L’Australia laburista dice no ai clandestini

Pubblicato il 9 Agosto 2013 - 05:00 OLTRE 6 MESI FA
L'Australia laburista dice no ai clandestini

L’Australia laburista dice no ai clandestini. Nella foto il primo ministro Kevin Rudd

ROMA – L’Australia laburista dice no ai clandestini. Il primo ministro laburista Kevin Rudd è stato chiaro: nessun barcone di immigrati in cerca di asilo sarà accettato in un  porto australiano. A questo proposito ha firmato una convenzione con ne nazioni di Papua Nuova Guinea e Nauru in base alla quale i barconi saranno dirottati verso queste isole, in cambio di soldi e risorse per lo sviluppo. Il principio è semplice, spiega il ministro dell’Immigrazione Tony Burke che i trasferimenti decisi dalla Convenzione metteranno fine “al modello affaristico dei contrabbandieri di umanità che non avranno più un prodotto da vendere, no potranno più dire ai loro passeggeri che, se raggiungono le acque australiane, troveranno comunque una sistemazione in Australia”.
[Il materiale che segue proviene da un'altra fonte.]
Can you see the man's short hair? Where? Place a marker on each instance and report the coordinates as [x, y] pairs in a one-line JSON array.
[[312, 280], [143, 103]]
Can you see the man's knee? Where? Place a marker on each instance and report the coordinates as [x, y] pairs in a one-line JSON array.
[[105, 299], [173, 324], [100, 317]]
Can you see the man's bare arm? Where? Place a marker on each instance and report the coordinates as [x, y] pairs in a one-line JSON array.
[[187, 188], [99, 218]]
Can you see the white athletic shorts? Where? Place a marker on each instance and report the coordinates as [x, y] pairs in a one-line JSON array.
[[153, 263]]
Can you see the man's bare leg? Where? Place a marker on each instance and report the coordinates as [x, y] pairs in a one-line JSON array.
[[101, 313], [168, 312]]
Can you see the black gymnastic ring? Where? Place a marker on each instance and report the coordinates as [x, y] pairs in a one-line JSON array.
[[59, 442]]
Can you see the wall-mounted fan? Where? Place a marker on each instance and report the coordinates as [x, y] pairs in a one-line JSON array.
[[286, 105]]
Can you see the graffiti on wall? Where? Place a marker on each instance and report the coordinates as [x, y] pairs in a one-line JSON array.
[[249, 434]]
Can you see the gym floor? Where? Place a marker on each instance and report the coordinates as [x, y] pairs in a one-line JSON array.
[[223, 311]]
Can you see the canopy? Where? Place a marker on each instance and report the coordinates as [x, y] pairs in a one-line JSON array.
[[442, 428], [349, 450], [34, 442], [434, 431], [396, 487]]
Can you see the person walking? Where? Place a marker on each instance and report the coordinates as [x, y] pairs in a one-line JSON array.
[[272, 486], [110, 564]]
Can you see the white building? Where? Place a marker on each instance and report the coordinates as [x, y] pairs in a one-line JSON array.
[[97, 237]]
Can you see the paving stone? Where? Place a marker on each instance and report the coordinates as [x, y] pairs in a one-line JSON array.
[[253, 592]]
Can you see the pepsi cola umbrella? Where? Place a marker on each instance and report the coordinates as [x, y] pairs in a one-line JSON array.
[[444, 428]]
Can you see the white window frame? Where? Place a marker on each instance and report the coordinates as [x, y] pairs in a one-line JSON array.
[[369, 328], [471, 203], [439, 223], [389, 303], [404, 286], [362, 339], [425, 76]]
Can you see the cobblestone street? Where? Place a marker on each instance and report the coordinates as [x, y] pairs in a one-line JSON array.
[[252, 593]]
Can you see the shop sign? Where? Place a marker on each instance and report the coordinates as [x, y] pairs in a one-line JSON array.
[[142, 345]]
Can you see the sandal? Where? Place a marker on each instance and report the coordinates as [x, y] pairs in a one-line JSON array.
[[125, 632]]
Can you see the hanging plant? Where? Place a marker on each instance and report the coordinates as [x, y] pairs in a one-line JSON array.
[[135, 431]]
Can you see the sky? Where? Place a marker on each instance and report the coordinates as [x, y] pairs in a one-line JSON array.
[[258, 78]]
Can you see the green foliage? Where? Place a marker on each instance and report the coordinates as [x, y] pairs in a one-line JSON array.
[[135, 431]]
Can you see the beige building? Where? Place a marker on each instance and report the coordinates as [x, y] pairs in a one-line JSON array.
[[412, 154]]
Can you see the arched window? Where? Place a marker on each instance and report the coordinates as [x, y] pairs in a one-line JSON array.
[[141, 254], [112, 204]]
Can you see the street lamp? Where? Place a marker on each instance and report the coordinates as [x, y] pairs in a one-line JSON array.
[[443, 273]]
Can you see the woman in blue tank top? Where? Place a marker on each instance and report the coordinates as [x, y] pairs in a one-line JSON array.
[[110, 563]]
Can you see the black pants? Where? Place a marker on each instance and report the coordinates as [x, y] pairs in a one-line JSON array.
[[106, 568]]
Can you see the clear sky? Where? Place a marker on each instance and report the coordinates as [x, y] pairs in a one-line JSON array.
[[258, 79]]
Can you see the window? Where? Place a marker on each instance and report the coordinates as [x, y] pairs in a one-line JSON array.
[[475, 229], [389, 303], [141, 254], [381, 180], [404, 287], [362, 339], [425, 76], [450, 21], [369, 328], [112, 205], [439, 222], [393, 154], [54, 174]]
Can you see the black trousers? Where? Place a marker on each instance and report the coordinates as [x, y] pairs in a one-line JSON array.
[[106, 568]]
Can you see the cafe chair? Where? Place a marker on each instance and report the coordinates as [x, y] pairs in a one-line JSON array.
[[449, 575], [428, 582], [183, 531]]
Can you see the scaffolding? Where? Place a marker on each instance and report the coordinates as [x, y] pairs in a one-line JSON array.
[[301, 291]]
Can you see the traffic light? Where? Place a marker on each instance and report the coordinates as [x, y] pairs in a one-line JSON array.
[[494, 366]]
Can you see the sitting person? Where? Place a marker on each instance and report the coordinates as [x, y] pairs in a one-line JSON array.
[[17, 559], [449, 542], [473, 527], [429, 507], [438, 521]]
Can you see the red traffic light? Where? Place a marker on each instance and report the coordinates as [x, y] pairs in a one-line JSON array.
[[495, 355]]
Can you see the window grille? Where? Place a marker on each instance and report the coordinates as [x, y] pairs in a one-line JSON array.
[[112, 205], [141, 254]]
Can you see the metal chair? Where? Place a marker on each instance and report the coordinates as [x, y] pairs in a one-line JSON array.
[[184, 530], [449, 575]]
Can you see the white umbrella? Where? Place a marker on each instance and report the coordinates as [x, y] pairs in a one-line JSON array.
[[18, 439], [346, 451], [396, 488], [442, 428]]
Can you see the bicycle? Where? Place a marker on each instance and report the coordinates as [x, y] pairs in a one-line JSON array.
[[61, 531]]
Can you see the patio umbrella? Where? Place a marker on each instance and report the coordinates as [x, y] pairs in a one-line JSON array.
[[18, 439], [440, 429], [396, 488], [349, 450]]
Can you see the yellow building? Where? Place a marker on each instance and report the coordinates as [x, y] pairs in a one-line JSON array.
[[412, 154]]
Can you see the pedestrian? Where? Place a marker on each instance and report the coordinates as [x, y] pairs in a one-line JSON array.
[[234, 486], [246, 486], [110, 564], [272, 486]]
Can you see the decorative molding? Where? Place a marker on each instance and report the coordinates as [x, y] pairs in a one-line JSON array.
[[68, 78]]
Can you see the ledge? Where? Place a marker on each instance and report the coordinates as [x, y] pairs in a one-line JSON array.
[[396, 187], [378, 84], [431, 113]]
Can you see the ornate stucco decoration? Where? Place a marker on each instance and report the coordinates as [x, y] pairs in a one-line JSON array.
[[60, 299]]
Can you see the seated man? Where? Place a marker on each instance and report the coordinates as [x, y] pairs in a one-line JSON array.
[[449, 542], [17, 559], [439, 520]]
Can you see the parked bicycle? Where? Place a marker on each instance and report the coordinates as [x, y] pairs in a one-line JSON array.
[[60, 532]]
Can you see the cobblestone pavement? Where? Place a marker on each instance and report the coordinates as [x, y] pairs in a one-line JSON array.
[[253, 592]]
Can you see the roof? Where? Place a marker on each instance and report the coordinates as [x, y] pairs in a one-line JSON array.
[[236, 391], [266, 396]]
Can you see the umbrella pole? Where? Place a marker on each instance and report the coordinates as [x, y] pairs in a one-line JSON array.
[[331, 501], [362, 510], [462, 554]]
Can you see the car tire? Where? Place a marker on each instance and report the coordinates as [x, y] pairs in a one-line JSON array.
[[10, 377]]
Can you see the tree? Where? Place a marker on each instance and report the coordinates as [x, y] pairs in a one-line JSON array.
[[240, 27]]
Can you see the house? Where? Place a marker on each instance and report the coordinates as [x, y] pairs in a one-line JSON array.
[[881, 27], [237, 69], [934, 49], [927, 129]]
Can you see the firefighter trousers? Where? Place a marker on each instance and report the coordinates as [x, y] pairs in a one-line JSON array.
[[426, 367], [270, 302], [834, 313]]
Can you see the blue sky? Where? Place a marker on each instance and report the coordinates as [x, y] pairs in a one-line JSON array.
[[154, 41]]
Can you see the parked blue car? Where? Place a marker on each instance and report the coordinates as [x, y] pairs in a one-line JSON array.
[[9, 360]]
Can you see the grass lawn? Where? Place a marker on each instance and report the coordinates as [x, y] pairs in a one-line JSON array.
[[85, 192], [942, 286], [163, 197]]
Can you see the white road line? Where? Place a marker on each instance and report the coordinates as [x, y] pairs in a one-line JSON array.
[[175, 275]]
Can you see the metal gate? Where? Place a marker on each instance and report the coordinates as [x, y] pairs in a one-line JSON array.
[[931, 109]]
Una mossa elettorale. Spiazzati i conservatori, in testa nei sondaggi per le presidenziali indette proprio da Rudd per settembre. Protestano i verdi, che definiscono l’accordo una vergogna. Le elezioni sono state indette da Rudd il 5 agosto, un mese e mezzo dopo aver spodestato l’ex leader Julia Gillard, la prima donna a guidare il governo del Paese, ed essere tornato alla guida del partito laburista. Rudd, “licenziato” dal gruppo parlamentare laburista nel giugno 2012, ha generato un picco di consensi col suo ritorno. Ma l’opposizione conservatrice di Abbott resta favorita nei sondaggi, pur avendo perso terreno.
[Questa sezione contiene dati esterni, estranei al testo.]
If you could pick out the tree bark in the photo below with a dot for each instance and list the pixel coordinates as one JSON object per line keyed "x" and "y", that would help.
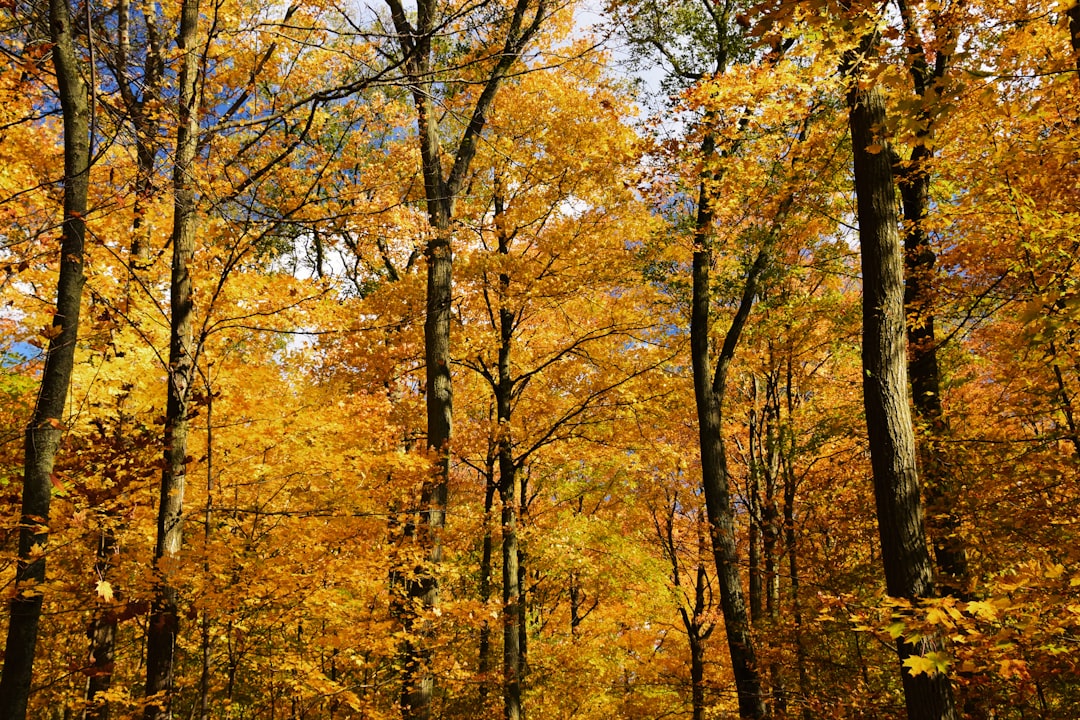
{"x": 710, "y": 388}
{"x": 923, "y": 372}
{"x": 44, "y": 431}
{"x": 904, "y": 551}
{"x": 484, "y": 665}
{"x": 441, "y": 193}
{"x": 164, "y": 621}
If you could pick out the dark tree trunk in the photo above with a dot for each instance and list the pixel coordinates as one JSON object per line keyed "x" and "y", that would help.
{"x": 484, "y": 665}
{"x": 164, "y": 620}
{"x": 1074, "y": 14}
{"x": 103, "y": 635}
{"x": 710, "y": 389}
{"x": 904, "y": 552}
{"x": 441, "y": 193}
{"x": 914, "y": 180}
{"x": 44, "y": 431}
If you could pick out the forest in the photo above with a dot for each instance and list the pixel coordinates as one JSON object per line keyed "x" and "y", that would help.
{"x": 540, "y": 358}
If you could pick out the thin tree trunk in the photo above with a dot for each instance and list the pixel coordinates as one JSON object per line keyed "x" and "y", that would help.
{"x": 441, "y": 193}
{"x": 710, "y": 389}
{"x": 164, "y": 621}
{"x": 508, "y": 493}
{"x": 1074, "y": 14}
{"x": 904, "y": 551}
{"x": 103, "y": 634}
{"x": 484, "y": 665}
{"x": 44, "y": 431}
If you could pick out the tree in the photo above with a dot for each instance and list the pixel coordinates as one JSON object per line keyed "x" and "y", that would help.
{"x": 44, "y": 431}
{"x": 417, "y": 45}
{"x": 904, "y": 553}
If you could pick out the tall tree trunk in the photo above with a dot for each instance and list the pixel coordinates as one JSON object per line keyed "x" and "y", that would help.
{"x": 164, "y": 621}
{"x": 904, "y": 551}
{"x": 508, "y": 491}
{"x": 441, "y": 193}
{"x": 710, "y": 389}
{"x": 1074, "y": 13}
{"x": 914, "y": 180}
{"x": 44, "y": 431}
{"x": 103, "y": 632}
{"x": 484, "y": 665}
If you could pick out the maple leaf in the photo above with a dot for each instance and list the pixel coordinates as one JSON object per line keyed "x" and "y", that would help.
{"x": 105, "y": 591}
{"x": 931, "y": 663}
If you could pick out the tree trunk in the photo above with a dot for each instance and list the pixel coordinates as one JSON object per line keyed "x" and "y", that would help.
{"x": 484, "y": 665}
{"x": 441, "y": 193}
{"x": 103, "y": 634}
{"x": 904, "y": 551}
{"x": 709, "y": 394}
{"x": 925, "y": 376}
{"x": 164, "y": 621}
{"x": 1074, "y": 14}
{"x": 44, "y": 431}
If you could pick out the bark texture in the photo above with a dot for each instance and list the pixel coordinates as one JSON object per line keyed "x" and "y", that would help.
{"x": 710, "y": 389}
{"x": 904, "y": 552}
{"x": 164, "y": 619}
{"x": 923, "y": 372}
{"x": 44, "y": 431}
{"x": 441, "y": 193}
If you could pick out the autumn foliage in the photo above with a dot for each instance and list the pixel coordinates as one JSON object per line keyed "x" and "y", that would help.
{"x": 580, "y": 571}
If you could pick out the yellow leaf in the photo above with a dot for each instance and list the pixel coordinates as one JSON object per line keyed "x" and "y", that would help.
{"x": 105, "y": 591}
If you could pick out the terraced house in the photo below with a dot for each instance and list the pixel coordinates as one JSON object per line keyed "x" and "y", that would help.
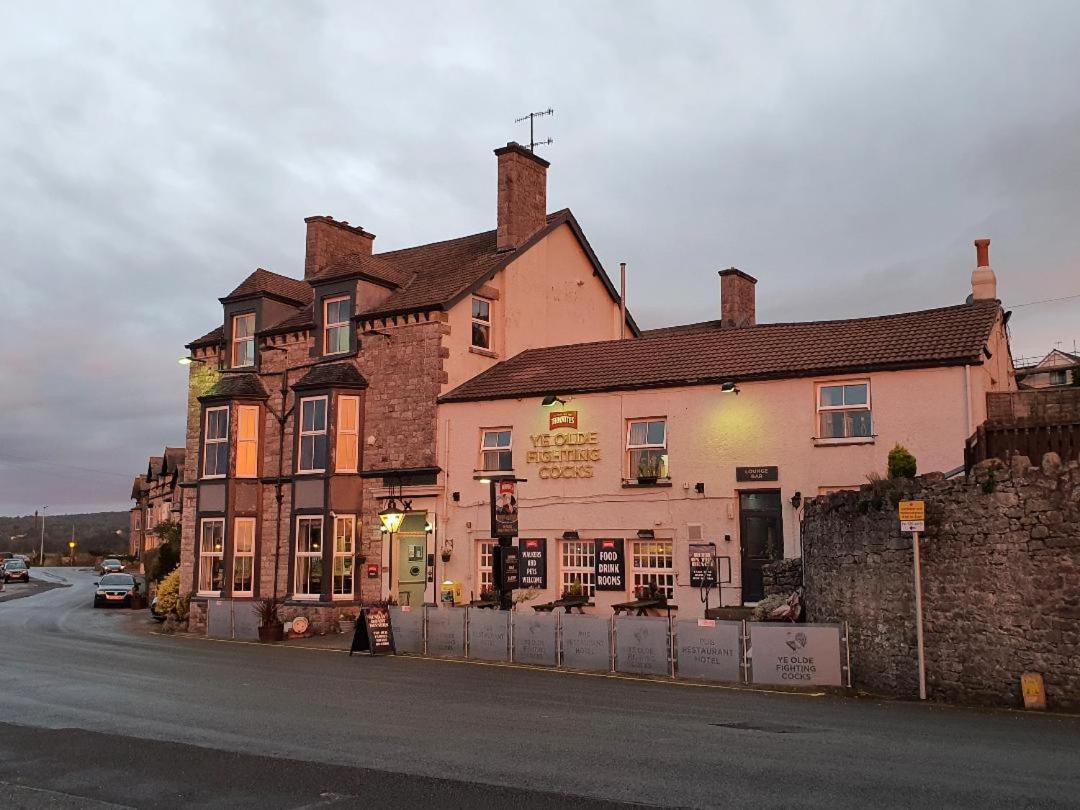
{"x": 315, "y": 400}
Rudd ha subito adottato un approccio “presidenziale” nella campagna, presentando le elezioni come un referendum fra lui e Abbott, ricordando di aver protetto il Paese dalla recessione con sane misure economiche durante la crisi finanziaria globale nel 2008 e dichiarando che la scelta per gli elettori è fra chi può ispirare più fiducia. E fra chi è meglio attrezzato nel gestire la transizione dalla fine del boom minerario, alimentato dalla Cina, verso la promozione di settori economici produttivi, con una gamma di misure vitali per la creazione di posti di lavoro e per il sostegno alle famiglie.